TransformerEngine
TransformerEngine copied to clipboard
[PyTorch] FP8 and activation checkpointing causes training instabilities
Hello team,
we noticed training instabilities when combining FP8 and activation checkpointing with transformer_engine.pytorch.checkpoint
. When taking a closer look at this, we got the feeling that the FP8 scales in the backward pass are not updated properly. Here is a code snippet that is meant to show this behavior:
import torch
import transformer_engine as te
hidden_size = 768
def run_iterations(checkpoint: bool):
torch.manual_seed(12345)
model = te.pytorch.Linear(hidden_size, hidden_size)
result = []
for it in range(2):
x = torch.randn((hidden_size, hidden_size), requires_grad=True, device="cuda")

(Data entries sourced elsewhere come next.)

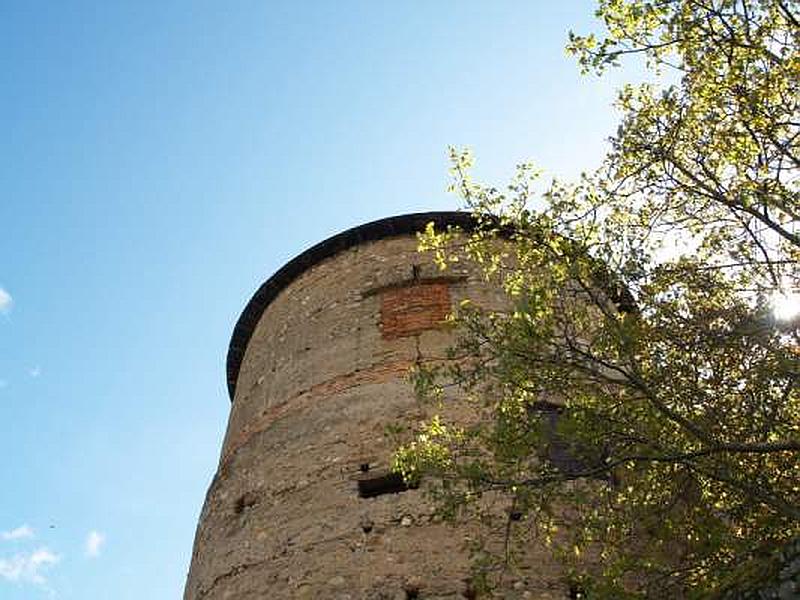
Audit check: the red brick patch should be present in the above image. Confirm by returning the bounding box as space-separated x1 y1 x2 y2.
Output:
381 283 450 340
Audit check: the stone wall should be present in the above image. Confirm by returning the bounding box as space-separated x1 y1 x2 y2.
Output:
184 235 568 600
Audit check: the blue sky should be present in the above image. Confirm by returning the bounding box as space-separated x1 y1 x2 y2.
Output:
0 0 619 600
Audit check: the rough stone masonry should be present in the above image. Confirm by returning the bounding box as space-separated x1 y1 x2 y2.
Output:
184 213 569 600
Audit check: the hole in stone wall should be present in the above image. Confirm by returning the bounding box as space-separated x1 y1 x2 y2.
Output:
358 473 416 498
233 492 258 515
569 583 586 600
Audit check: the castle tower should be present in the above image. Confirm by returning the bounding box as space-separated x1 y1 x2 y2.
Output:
184 212 565 600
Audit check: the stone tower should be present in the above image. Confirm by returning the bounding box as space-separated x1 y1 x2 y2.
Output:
184 212 566 600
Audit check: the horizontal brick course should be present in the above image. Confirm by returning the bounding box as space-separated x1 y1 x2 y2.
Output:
381 282 450 340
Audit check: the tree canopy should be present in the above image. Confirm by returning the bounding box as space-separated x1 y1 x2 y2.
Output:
396 0 800 598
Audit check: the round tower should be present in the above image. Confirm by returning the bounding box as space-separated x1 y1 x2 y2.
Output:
184 212 565 600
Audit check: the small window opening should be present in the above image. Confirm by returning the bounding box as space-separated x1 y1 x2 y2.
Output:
358 473 415 498
531 402 613 483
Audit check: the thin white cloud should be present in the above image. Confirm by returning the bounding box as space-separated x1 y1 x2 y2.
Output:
86 530 106 558
0 525 33 540
0 548 61 585
0 288 14 313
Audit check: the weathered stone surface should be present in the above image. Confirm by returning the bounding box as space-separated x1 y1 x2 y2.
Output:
184 235 567 600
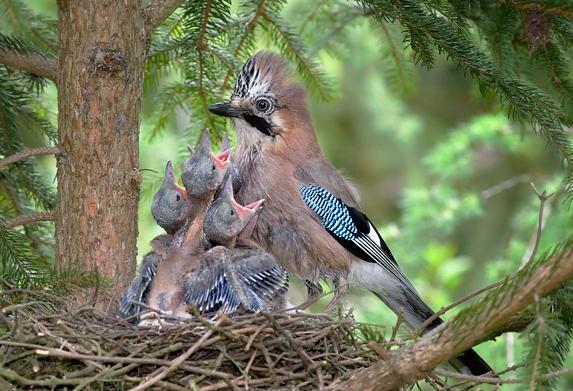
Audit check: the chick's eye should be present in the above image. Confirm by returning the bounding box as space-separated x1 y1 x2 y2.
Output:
255 98 273 113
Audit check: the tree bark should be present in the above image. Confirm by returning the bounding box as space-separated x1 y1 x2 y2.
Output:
55 0 147 300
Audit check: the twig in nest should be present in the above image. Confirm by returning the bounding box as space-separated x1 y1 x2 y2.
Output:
132 318 223 391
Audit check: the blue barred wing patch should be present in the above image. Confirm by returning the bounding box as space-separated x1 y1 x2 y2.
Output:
299 185 358 240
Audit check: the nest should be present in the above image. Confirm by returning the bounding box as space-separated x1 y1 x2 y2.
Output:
0 290 380 391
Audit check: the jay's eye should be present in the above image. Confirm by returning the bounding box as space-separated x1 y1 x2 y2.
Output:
255 98 273 113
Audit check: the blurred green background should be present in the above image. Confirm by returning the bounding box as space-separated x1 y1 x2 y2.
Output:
16 0 573 389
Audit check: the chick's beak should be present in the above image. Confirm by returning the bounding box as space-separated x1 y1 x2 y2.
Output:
231 198 265 219
175 183 187 199
211 152 229 170
209 102 243 118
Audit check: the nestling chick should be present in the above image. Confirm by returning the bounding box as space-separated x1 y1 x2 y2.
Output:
184 185 288 313
148 130 228 313
118 161 191 322
151 161 190 235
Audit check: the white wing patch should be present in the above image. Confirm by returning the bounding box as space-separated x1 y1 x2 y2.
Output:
368 222 382 247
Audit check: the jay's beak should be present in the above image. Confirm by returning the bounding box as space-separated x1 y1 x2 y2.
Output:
209 102 243 118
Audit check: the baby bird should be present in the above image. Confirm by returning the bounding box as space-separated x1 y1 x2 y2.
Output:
148 130 228 316
184 178 288 314
118 161 191 322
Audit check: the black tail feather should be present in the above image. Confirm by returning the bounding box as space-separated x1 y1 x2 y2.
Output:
450 349 494 376
373 288 494 376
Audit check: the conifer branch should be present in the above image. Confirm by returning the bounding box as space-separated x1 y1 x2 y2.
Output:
220 0 266 91
0 146 60 169
343 241 573 390
4 212 54 228
143 0 183 34
0 50 58 83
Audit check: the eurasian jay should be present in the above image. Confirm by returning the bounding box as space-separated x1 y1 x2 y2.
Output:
118 161 190 322
209 52 491 375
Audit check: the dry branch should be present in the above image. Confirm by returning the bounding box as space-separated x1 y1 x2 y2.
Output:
143 0 183 34
345 243 573 390
0 145 60 169
0 51 58 83
4 212 54 228
0 289 382 390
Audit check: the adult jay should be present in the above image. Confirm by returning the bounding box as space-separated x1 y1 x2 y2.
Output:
209 52 491 375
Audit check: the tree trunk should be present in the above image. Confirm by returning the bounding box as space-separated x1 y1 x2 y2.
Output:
55 0 147 304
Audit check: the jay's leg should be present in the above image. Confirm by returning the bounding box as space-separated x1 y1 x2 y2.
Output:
324 277 348 312
304 280 324 300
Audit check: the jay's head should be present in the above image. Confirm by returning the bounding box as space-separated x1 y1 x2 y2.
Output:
182 130 230 198
203 178 264 244
209 52 310 155
151 161 191 234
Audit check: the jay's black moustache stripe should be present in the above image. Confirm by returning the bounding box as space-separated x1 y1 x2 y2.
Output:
243 114 273 137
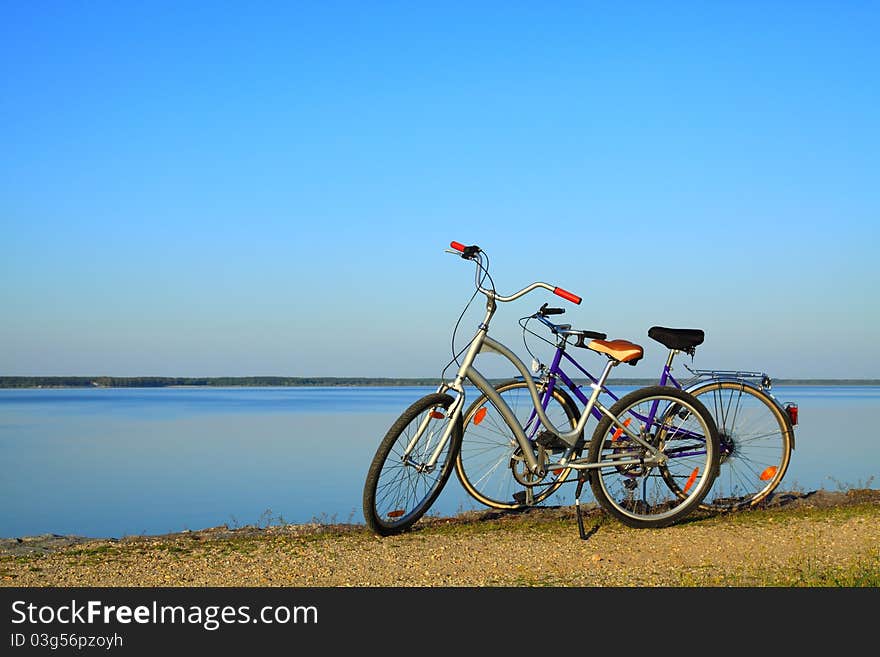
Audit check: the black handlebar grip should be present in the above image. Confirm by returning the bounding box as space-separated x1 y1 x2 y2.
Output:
538 303 565 317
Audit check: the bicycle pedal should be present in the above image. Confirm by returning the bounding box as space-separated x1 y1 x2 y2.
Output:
535 431 568 451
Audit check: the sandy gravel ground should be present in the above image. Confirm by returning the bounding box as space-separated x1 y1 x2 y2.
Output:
0 490 880 587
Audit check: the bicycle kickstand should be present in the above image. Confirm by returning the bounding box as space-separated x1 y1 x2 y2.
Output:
574 470 601 541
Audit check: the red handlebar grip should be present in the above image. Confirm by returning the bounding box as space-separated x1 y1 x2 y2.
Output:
553 287 581 303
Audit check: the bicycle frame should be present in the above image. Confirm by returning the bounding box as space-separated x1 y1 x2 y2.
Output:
403 255 667 476
524 315 794 446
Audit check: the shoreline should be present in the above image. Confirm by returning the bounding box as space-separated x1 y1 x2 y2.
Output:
0 376 880 390
0 489 880 587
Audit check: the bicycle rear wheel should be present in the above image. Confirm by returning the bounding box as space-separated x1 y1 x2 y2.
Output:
589 386 719 528
455 379 581 509
690 381 794 511
363 393 462 536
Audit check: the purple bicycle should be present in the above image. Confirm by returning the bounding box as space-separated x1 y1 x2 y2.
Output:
455 303 798 511
363 242 720 536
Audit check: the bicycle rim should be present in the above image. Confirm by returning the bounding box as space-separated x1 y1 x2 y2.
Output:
590 386 718 527
691 381 794 511
363 393 461 535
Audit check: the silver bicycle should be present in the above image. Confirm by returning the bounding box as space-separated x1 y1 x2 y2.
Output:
363 242 720 536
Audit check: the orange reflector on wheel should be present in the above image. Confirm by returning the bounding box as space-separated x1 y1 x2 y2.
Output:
684 468 700 493
759 465 778 481
474 406 489 424
611 417 632 440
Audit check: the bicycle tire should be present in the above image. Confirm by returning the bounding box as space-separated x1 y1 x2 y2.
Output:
589 386 719 528
363 393 462 536
455 379 583 510
689 381 794 511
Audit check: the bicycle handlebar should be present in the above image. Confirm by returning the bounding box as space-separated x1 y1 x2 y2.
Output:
449 241 582 304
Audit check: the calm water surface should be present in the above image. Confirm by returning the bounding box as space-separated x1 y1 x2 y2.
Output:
0 386 880 537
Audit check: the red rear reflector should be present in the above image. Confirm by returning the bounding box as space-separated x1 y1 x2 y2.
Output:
759 465 779 481
474 406 489 424
611 417 632 440
684 468 700 493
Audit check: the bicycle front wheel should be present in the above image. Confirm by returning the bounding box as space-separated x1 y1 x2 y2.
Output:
455 380 581 509
589 386 719 528
690 381 794 511
363 393 462 536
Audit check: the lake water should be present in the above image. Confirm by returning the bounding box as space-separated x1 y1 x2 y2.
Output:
0 386 880 537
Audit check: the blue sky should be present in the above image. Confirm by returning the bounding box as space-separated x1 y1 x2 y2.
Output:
0 1 880 378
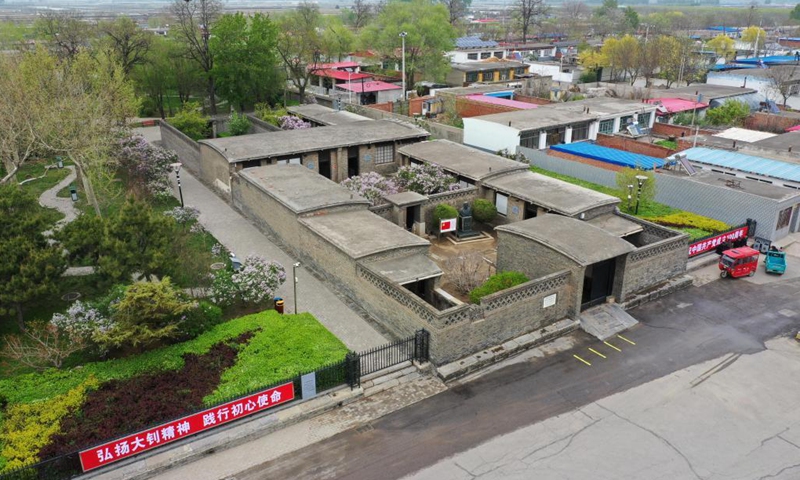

y_grad = torch.randn_like(x)
with te.pytorch.fp8_autocast():
if checkpoint:
y = te.pytorch.checkpoint(model, x)
else:
y = model(x)
y.backward(y_grad)
result.append(dict(it=it, y=y, x_grad=x.grad, scaling_bwd=model.fp8_meta["scaling_bwd"].scale[0].item()))
return result
result_ref = run_iterations(checkpoint=False)
result_cp = run_iterations(checkpoint=True)
for r_ref, r_cp in zip(result_ref, result_cp):
max_diff_y = torch.max(torch.abs(r_ref["y"] - r_cp["y"])).item()
max_diff_x_grad = torch.max(torch.abs(r_ref["x_grad"] - r_cp["x_grad"])).item()
print(f"it={r_ref['it']}: {max_diff_y=}, {max_diff_x_grad=:.02}")
print(f" scale bwd: ref={r_ref['scaling_bwd']:.2}, cp={r_cp['scaling_bwd']:.2}")
The snippet creates a linear layer and runs two forward passes on it with FP8. This is excuted once with and the other time without activation checkpointing. The results are recorded and compared at the end.
When executing this code I get the following output:
it=0: max_diff_y=0.0, max_diff_x_grad=0.0
scale bwd: ref=1.1e+04, cp=1.0
it=1: max_diff_y=0.0, max_diff_x_grad=0.21
scale bwd: ref=1.1e+04, cp=1.0
We can see that the forward passes give the same results for the run with and without checkpointing. But the gradient of x differs in the second iteration. Additionally we see that the scaling fp8_meta["scaling_bwd"].scale[0]
is not updated for the run with activation checkpointing. My guess is that this is due to the fact that reduce_and_update_bwd_fp8_tensors
is not activated because FP8GlobalStateManager.is_first_fp8_module() == False
in the second forward pass for activation recompute which is outside of the fp8_autocast
context, see here.
Other modules like TransformerLayer have the same issue. Could you please have a look and check if you can reproduce these findings? Are we using checkpointing improperly?
Thanks